How did the authors image the ostium of the LMCA with OCT? The authors stated: "The whole LMCA (from the ostium or catheter tip to the ostia of its bifurcation branches defined as the first 5 mm of the left anterior descending artery and/or left circumflex artery) was analysed." I am skeptical that they were able to image the ostium of the LMCA in 32 patients. Also, the authors never provided the methodology used to measure LMCA wall thickness measurements; and they should provide a more complete output of the OCT analysis of the LMCA and proximal LAD.

The OFDI procedures were performed according the methods described in the Expert Review Document published by Prati F et al.

We have now added some details regarding the OFDI method as follows: ‘All images were recorded digitally, stored, and each frame read off-line by 2 investigators (VR and IR) using previously validated criteria for OFDI plaque characterization (Jia et al., 2013). We analyzed the whole LMCA from the LMCA ostium or catheter tip to the ostia of its bifurcation branches, defined as the first 5mm of the left anterior descending artery and/or left circumflex artery. LM length was obtained from the OFDI longitudinal reconstructions and defined as the distance between the first distal frame of the LM at cross sectional image and the last proximal LM frame before aorta or catheter visualization. When atherosclerotic plaque was identified, at least 3 measurements of the intima and media thickness were performed where the plaque was largest.’

References

Prati F, Regar E, Mintz GS, Arbustini E, Di Mario C, Jang IK, Akasaka T, Costa M, Guagliumi G, Grube E, Ozaki Y, Pinto F, Serruys PW; Expert's OCT Review Document. Expert review document on methodology, terminology, and clinical applications of optical coherence tomography: physical principles, methodology of image acquisition, and clinical application for assessment of coronary arteries and atherosclerosis. Eur Heart J. 2010 Feb;31(4):401-15. doi: 10.1093/eurheartj/ehp433. Epub 2009 Nov 4. PMID: 19892716.

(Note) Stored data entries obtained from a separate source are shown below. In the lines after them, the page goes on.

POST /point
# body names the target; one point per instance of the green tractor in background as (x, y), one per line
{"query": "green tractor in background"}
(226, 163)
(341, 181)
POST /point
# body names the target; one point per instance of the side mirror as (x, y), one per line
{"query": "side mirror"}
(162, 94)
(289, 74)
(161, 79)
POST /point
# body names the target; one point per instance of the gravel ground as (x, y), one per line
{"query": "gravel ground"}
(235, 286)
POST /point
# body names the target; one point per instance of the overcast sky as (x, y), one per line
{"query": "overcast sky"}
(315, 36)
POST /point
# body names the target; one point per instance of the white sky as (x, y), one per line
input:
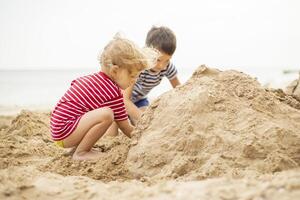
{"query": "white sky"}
(58, 34)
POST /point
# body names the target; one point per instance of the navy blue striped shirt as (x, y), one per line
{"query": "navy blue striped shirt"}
(148, 80)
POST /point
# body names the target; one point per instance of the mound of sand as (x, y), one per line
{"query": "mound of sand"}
(217, 124)
(219, 136)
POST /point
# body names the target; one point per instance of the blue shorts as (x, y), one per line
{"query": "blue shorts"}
(142, 103)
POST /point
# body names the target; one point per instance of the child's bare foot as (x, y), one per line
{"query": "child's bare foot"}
(87, 155)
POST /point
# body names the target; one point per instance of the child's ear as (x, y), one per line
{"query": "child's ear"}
(114, 69)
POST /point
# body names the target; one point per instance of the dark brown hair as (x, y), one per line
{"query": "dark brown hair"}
(162, 38)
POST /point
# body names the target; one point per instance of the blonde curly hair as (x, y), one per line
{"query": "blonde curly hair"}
(126, 54)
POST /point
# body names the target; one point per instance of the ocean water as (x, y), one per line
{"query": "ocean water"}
(43, 88)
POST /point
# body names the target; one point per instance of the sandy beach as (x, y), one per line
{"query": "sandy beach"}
(221, 135)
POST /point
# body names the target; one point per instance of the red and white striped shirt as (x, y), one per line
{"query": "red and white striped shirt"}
(85, 94)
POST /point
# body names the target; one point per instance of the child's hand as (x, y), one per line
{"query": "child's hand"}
(125, 127)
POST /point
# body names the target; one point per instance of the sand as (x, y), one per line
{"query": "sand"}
(221, 135)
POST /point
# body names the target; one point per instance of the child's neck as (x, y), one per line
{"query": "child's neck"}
(106, 71)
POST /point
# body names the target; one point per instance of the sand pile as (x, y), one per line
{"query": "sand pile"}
(217, 124)
(219, 136)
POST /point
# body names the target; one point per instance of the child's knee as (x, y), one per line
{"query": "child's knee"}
(107, 115)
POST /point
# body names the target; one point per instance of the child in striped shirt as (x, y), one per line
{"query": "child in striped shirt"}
(95, 101)
(164, 40)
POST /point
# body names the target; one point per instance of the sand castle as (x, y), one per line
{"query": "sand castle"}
(221, 135)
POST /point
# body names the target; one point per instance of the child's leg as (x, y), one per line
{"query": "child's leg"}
(90, 128)
(112, 130)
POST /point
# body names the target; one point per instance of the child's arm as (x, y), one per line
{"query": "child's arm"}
(175, 82)
(133, 111)
(125, 127)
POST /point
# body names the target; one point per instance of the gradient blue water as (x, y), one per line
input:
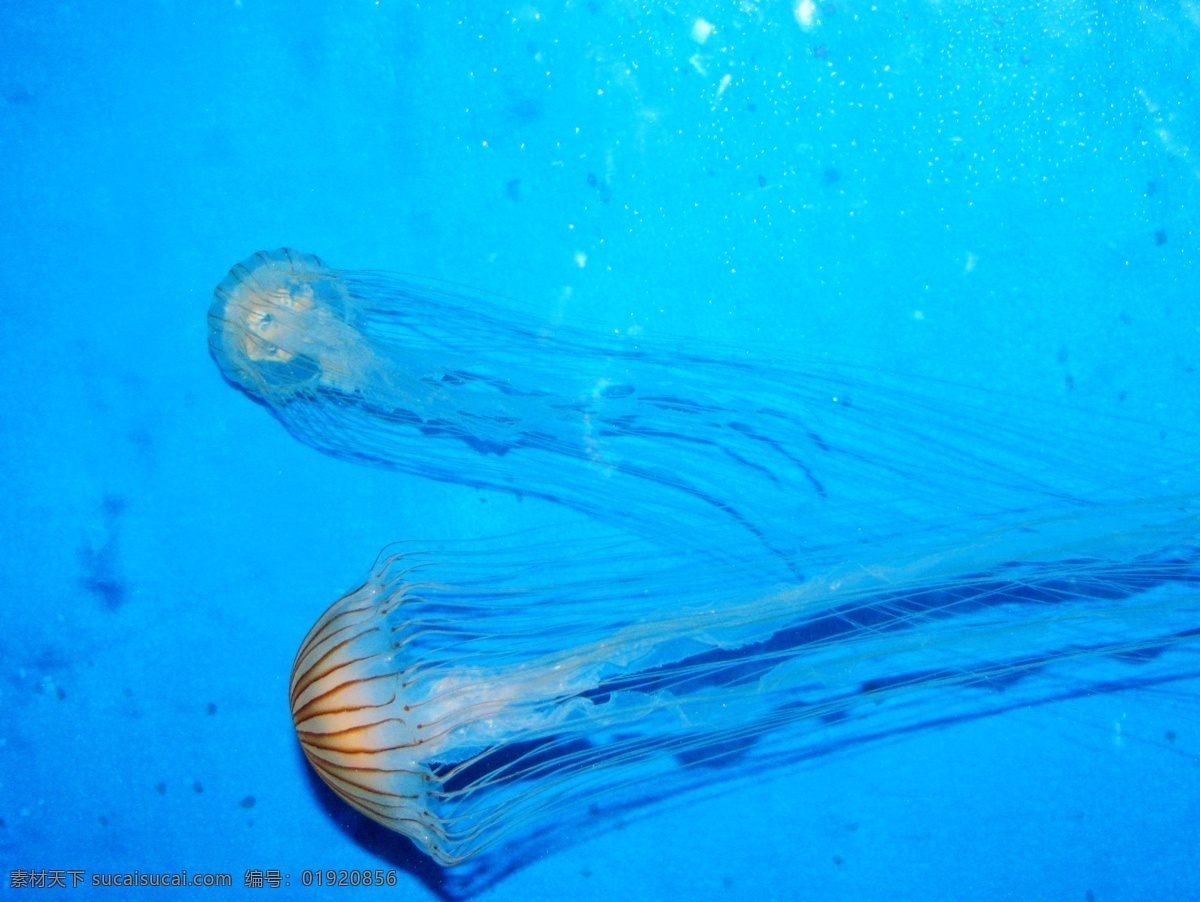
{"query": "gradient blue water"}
(1000, 194)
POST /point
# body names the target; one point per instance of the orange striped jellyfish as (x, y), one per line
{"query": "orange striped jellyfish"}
(491, 705)
(805, 558)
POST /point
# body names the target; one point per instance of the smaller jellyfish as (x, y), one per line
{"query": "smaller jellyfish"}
(677, 442)
(280, 324)
(462, 699)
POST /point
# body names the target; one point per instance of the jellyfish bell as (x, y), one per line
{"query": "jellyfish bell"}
(281, 323)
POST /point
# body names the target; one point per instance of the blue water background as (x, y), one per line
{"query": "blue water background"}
(995, 193)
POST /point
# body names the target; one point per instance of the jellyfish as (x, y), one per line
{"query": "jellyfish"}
(487, 703)
(792, 558)
(647, 437)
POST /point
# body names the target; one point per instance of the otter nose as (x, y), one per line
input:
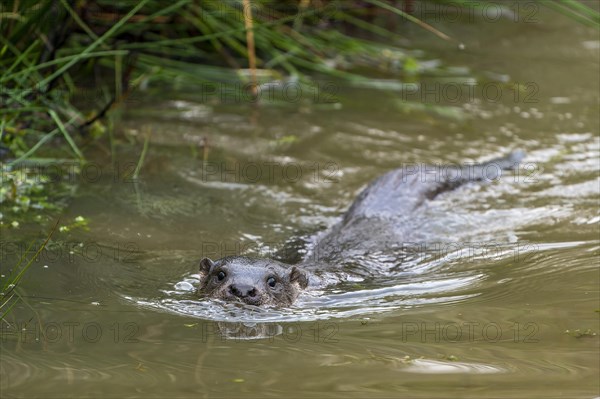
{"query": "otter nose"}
(243, 290)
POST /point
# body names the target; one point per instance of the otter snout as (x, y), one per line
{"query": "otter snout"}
(243, 290)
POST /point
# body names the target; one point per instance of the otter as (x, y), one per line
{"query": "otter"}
(380, 219)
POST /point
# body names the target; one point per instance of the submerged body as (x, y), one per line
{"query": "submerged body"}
(381, 219)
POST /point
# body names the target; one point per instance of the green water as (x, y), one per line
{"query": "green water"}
(111, 312)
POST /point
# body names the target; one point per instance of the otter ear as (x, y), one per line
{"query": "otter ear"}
(205, 266)
(299, 277)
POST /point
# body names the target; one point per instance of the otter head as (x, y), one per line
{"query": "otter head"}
(253, 281)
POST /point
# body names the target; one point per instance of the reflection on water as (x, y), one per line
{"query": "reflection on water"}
(511, 264)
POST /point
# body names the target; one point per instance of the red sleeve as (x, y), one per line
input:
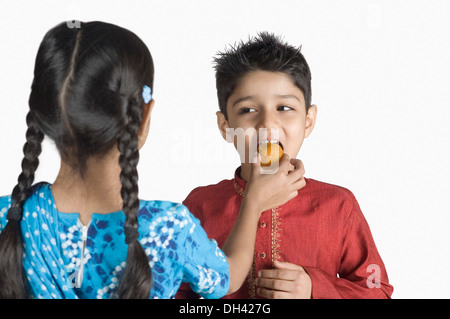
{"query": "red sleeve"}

Jia H, Abtahian F, Aguirre AD, Lee S, Chia S, Lowe H, Kato K, Yonetsu T, Vergallo R, Hu S, Tian J, Lee H, Park SJ, Jang YS, Raffel OC, Mizuno K, Uemura S, Itoh T, Kakuta T, Choi SY, Dauerman HL, Prasad A, Toma C, McNulty I, Zhang S, Yu B, Fuster V, Narula J, Virmani R, Jang IK. In vivo diagnosis of plaque erosion and calcified nodule in patients with acute coronary syndrome by intravascular optical coherence tomography. J Am Coll Cardiol. 2013 Nov 5;62(19):1748-58. doi: 10.1016/j.jacc.2013.05.071. Epub 2013 Jun 27. PMID: 23810884; PMCID: PMC3874870.

• The Prati article did NOT address the use of OCT (or OFDI or FD-OCT) in the assessment of LMCA disease and in particular, the “methods described in the Expert Review Document published by Prati F et al.” It certainly did not address the difficulties in assessing the aorto-ostial junction with OCT (or OFDI or FD-OCT). To the contrary, the Prati article highlighted these limitations and proposed no solution.
• The authors state: “LM length was obtained from the OFDI longitudinal reconstructions and defined as the distance between the first distal frame of the LM at cross sectional image and the last proximal LM frame before aorta or catheter visualization.” In other words, the ostium was not always visualized. The authors neglected to provide the information as to how often the aorto-ostium was visualized or not visualized and a comparison of the TTE vs OCT assessment of the LMCA ostium. As important is their statement about catheter visualization. If the catheter is in the LMCA, that portion of the LMCA is obscured. The authors neglected to provide the information as to how much of the proximal LMCA was obscured because this can be a substantial part of the proximal LMCA making measurement of LMCA length and complete assessment of LMCA plaque composition unreliable.

 

 

How complete was the TTE assessment of the LMCA? Did it always include the bifurcation? It is noteworthy that there is a lot of detail regarding TTE, but a paucity of data regarding OCT methodology. There are no angiographic methods.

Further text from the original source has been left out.